Довольно легко было выскользнуть из дома в ночь бегства, но объявить Джону, что она не пойдет с ним, было самым трудным делом. Она хотела его всеми фибрами души и в то же время знала, что должна принять на себя ответственность за сестру, если не желает потом всю жизнь сожалеть о своем выборе.

Элинор было несвойственно возвращаться в прошлое и думать о том, что могло бы случиться. И все же порой ее интересовало, как бы сложилась ее жизнь, если бы она могла рискнуть и последовать велению сердца.

Элинор осторожно тянула нитку, стараясь не испортить прекрасную ткань платья, которое переделывала для Бьянки. Когдато оно было свидетелем ее неудачного дебюта в единственном сезоне. Платье давно вышло из моды, но качество материала превосходное, и оно вполне еще пригодно. Даже более чем пригодно, ведь на Бьянке все выглядит восхитительно.
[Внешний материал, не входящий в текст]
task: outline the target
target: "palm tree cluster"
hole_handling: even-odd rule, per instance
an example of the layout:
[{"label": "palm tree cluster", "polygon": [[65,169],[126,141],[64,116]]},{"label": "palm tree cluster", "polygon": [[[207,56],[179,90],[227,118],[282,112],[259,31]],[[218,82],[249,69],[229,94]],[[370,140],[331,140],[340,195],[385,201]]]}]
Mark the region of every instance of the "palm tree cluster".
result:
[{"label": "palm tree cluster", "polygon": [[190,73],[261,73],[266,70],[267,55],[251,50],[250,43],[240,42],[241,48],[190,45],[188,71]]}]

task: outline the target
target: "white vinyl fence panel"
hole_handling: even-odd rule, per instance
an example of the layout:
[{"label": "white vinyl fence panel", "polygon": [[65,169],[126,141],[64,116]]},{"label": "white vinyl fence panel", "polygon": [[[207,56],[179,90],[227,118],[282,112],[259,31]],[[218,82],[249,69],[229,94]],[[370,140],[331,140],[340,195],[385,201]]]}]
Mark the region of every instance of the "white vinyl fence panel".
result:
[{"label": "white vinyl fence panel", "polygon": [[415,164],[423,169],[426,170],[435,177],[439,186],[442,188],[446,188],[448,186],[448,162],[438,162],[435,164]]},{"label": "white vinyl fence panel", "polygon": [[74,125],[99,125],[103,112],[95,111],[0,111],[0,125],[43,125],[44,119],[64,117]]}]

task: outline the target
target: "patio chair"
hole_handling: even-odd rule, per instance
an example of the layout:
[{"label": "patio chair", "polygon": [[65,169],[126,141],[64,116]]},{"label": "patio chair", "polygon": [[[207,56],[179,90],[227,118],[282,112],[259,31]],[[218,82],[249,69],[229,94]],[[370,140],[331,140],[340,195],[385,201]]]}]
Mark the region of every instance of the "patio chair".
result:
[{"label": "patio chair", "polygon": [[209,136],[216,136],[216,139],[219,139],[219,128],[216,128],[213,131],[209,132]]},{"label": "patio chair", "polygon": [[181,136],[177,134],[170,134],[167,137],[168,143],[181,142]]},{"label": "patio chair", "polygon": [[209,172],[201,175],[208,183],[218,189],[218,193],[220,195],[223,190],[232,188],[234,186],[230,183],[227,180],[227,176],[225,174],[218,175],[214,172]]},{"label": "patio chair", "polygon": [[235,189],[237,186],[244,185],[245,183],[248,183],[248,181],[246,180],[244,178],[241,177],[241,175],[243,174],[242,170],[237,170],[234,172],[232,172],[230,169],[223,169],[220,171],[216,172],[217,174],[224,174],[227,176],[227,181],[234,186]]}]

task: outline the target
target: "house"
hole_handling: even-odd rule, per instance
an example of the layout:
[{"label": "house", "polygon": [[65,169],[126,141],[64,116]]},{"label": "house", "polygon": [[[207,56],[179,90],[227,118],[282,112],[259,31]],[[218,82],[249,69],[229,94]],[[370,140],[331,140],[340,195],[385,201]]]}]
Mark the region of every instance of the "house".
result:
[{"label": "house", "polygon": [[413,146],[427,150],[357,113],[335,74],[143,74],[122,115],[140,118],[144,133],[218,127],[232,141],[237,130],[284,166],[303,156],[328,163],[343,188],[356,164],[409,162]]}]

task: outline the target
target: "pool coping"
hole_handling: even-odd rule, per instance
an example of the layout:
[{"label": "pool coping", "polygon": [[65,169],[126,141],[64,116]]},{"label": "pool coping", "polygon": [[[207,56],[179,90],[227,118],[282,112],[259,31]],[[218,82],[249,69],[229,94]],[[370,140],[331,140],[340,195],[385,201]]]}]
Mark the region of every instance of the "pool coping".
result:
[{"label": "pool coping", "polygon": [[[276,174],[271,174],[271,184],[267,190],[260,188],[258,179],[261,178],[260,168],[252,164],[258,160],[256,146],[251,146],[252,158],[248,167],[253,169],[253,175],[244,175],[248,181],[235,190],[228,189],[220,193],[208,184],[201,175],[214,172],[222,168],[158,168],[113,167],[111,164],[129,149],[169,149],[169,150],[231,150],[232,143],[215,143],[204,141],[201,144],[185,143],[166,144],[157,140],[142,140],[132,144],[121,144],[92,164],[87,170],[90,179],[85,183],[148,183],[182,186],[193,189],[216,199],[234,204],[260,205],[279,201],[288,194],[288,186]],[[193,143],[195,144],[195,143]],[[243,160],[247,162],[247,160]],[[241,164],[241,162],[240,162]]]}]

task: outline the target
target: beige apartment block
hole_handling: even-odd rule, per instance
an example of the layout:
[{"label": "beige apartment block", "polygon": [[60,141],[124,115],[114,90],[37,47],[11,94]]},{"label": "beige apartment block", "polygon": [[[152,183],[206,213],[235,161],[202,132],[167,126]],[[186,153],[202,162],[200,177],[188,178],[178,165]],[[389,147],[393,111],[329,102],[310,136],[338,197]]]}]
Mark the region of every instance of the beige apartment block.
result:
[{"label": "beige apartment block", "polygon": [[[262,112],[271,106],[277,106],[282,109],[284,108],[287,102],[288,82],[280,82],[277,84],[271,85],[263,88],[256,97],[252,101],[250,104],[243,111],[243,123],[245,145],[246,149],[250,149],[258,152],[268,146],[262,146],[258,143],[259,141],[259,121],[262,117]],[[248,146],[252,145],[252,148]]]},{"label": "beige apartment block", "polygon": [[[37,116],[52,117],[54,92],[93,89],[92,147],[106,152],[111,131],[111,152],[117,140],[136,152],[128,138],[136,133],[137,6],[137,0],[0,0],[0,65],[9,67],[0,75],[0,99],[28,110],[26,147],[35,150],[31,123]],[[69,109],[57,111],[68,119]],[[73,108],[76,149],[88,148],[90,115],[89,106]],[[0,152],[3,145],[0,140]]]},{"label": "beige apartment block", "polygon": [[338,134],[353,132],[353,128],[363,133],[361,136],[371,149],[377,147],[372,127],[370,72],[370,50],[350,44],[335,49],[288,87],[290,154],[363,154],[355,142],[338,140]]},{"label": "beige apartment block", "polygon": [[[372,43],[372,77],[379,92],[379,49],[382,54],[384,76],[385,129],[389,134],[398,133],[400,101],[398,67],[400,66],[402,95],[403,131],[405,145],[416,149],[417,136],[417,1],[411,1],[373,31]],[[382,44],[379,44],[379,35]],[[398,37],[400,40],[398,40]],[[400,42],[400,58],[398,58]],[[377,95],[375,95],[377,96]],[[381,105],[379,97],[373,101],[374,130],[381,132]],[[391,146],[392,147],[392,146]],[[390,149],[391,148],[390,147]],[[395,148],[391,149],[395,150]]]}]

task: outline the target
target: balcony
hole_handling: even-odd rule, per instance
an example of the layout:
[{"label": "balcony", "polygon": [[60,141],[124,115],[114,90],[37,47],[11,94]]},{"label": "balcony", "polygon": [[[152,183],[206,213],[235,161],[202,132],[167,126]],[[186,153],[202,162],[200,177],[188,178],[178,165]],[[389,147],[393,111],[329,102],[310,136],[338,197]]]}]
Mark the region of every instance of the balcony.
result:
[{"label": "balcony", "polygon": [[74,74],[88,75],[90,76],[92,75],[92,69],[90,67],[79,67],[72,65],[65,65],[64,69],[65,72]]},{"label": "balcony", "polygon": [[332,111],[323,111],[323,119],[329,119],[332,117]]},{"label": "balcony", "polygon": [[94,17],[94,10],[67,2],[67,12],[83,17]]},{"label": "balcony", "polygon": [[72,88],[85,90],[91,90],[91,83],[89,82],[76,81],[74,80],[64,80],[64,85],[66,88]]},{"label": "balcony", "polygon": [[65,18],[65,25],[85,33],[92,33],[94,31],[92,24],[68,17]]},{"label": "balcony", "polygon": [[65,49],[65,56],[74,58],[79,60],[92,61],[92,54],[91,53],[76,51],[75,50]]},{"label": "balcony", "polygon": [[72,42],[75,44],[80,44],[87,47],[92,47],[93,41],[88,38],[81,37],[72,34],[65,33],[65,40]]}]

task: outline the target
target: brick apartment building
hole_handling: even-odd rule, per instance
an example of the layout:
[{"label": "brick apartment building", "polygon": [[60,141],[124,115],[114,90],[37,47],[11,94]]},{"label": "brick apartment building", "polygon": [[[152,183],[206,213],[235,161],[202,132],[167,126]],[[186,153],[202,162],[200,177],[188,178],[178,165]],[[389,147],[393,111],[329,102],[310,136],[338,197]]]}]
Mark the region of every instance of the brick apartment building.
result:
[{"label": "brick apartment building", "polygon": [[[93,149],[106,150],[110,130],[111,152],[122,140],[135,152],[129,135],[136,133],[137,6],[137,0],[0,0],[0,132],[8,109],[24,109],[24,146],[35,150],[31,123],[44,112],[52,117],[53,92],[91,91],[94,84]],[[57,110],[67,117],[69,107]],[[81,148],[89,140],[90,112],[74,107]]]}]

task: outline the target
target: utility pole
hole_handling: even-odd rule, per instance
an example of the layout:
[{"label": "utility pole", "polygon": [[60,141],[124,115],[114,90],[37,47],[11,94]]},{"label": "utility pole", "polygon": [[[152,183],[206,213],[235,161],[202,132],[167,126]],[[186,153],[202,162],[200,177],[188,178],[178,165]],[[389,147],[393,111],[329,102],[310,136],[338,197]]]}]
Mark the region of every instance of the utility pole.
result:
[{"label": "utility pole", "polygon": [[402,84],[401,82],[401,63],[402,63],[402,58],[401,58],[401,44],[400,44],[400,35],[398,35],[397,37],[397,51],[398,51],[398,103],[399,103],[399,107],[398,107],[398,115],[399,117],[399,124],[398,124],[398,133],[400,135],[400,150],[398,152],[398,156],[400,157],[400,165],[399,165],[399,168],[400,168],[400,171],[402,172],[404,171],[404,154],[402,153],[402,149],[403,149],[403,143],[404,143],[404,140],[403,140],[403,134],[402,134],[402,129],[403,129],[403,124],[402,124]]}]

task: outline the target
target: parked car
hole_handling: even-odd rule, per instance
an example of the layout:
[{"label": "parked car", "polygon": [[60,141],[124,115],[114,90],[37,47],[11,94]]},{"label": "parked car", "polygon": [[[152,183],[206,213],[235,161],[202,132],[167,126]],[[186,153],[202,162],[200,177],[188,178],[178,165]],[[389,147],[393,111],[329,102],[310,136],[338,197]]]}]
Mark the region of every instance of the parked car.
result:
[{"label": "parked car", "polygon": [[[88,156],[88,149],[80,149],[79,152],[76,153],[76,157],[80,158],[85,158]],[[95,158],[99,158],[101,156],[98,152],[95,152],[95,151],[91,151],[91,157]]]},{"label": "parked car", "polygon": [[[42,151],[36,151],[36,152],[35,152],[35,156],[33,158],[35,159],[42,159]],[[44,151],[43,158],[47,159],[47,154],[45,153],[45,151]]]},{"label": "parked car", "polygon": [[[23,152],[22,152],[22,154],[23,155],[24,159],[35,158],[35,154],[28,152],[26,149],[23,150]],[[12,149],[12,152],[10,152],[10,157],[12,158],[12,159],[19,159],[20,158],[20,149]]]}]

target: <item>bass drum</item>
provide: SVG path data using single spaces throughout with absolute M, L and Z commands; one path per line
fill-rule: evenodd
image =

Граф был не слишком щедр, когда это касалось содержания дочерей. По необходимости Элинор овладела швейным искусством, переделывая для себя и Бьянки устаревшую одежду. Но в последнее время она больше заботилась о том, чтобы ее сестра всюду появлялась в новых модных нарядах.

Обдумывая, не украсить ли вышивкой лиф платья, она услышала внизу шаги, потом низкий, раскатистый голос, приказывающий слуге открыть дверь гостиной. Отец.

Элинор тяжело сглотнула, надеясь успокоить внезапную боль в груди. Но прежде чем она успела полностью овладеть собой, дверь распахнулась, и вошел граф Хетфилд — красивый шестидесятилетний мужчина высокого роста, с серебряными волосами и пронзительными темными глазами.

— Папа! Ты приехал! — Бьянка подбежала к нему, чтобы обнять.

Элинор даже не встала. Граф был не из тех родителей, кому нравятся проявления чувств, хотя он еще терпел объятия Бьянки. Что же касается старшей дочери, то Элинор не помнила случая, когда отец снисходил до того, чтобы хоть немного приобнять ее.

— Осторожней, девушка, ты помнешь мой сюртук.

Черствое замечание не смутило Бьянку, она засмеялась и только крепче обняла графа. На миг Элинор позавидовала наивности сестры. Ее обиды еще впереди.

— Я уверена, что даже морщинки не обнаружишь на вашей идеальной внешности, милорд, — заметила Элинор. — Ваш камердинер никогда этого не допустит.

Граф откинул голову и, взглянув на нее, озадаченно нахмурился. Он что, забыт, кто она такая? Элинор заставила себя встретить его взгляд.

— Мне необходимо выпить, — заявил граф. — Дороги из Лондона были ужасными.

— Папа, я сейчас принесу.

Бьянка подбежала к буфету и смущенно замерла, глядя на хрустальные графины и бокалы различной формы.

— Бренди. — Элинор указала на самый высокий графин. — И возьми коньячный бокал.

— Удивлен, что ты помнишь, — заметил граф, взбалтывая янтарную жидкость в бокале, который подала ему Бьянка.

— У меня отличная память.

Элинор редко пила спиртное, только иногда стакан вина за обедом. Но сейчас ей не мешало бы выпить для храбрости.

— Память — самая неприятная черта, — сказал граф, садясь. — Особенно у женщин твоего возраста, Элинор.

— Ты ведь проделал весь этот путь не только для того, чтобы выпить, — процедила Элинор, взбешенная его оскорбительными словами. — Тебе наверняка чтото потребовалось?